Prototyping a new skull.
One such medical application was to help a 12-year-old boy who lost part of his cranium in an accident and needed reconstructive surgery on his head. “The great challenge of this case was to design a new skull that could adjust to the child’s growth, year after year,” says DT3D researcher Peter Yoshito Noritomi. This requirement made this medical case even more critical. “If we used a conventional prosthesis in this cranioplasty, the device could be rejected because of the growth of the patient’s head; another risk would be the deformation of the skull.” The DT3D team used FDM technology to 3D print the prototypes, which allowed it to work with very durable materials. “Those materials helped us to create models that, later, would be copied, helping with the creation of the actual prosthesis, in bio-compatible material,” explains Noritomi. Cases that demand surgery planning, on the other hand, usually are based on other models and developed with the Connex 3D Printer, which DT3D acquired through an agreement with the Ministry of Health. “This machine is particularly suited for high-accuracy applications. This printer can generate layers of two hundredths of a millimeter,” says Noritomi.
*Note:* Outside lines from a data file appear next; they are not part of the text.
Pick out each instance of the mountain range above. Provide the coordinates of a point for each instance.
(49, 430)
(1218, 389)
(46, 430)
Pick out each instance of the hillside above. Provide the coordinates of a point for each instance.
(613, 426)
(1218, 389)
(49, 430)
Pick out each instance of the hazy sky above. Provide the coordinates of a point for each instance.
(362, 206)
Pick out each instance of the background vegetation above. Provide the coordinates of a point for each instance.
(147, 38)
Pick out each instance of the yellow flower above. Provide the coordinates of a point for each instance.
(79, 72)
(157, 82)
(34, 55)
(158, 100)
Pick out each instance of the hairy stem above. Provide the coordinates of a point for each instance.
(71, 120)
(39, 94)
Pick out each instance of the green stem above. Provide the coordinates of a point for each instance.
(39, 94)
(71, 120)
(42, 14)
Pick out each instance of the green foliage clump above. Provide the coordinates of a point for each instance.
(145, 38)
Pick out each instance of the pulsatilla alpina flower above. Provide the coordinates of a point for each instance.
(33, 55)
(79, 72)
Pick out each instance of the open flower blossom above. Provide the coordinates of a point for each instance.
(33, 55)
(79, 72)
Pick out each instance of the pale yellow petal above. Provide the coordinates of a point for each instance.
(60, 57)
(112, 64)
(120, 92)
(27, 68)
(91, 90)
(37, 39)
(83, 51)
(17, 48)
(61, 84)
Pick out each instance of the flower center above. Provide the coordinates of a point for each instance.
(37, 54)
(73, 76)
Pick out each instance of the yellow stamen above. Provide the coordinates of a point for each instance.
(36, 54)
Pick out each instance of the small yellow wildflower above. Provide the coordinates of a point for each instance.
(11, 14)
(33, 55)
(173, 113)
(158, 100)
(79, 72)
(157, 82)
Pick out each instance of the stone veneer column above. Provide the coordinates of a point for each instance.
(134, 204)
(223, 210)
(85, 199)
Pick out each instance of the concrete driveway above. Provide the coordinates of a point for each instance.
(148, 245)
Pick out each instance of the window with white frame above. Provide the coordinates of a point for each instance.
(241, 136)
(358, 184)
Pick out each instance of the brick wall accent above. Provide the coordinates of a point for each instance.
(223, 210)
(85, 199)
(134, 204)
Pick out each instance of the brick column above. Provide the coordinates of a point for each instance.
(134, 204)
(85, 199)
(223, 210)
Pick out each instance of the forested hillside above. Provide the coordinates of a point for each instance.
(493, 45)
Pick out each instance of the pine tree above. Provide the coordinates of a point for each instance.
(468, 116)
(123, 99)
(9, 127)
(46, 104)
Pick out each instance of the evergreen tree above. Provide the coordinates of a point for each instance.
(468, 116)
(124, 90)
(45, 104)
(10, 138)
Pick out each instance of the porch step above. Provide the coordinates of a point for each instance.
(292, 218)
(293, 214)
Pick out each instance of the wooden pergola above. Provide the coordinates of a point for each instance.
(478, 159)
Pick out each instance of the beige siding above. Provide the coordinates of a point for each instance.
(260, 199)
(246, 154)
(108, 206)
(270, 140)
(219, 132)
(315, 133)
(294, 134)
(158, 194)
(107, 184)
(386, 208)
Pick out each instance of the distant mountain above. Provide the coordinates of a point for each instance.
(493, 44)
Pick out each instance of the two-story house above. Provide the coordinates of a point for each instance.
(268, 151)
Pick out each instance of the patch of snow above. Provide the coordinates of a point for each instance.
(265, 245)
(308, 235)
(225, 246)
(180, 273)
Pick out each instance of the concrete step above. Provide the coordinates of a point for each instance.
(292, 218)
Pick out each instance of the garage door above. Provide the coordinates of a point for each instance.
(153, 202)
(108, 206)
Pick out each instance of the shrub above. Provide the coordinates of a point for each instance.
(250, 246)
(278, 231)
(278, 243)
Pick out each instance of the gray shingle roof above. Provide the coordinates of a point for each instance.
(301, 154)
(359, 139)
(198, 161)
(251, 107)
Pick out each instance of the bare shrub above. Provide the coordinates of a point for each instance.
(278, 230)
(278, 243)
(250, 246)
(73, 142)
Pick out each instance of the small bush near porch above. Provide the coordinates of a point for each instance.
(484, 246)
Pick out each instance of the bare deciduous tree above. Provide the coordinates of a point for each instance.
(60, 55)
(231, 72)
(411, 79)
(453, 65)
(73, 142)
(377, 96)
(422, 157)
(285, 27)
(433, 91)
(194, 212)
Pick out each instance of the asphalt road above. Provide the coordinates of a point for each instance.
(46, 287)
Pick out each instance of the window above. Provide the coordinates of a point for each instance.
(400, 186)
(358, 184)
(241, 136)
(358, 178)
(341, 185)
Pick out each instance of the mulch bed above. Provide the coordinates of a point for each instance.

The Connex 3D Printer is ideal for medical applications that require prototypes of soft anatomical structures such as arteries and nerves. “Depending on the material used, we can print more flexible objects.” An essential component of CTI’s medical applications is the InVesalius software, developed in the institute’s laboratories. In Vesalius can be downloaded for free at www.cti.gov.br/invesalius.
It is an open-source platform for reconstruction, in 3D format, of 2D images generated in studies made with computed tomography or magnetic resonance equipment. The center of a global community of researchers and users, and fully developed as an open platform, In Vesalius has been translated into 10 languages and is used in 100 countries by 10,000 people.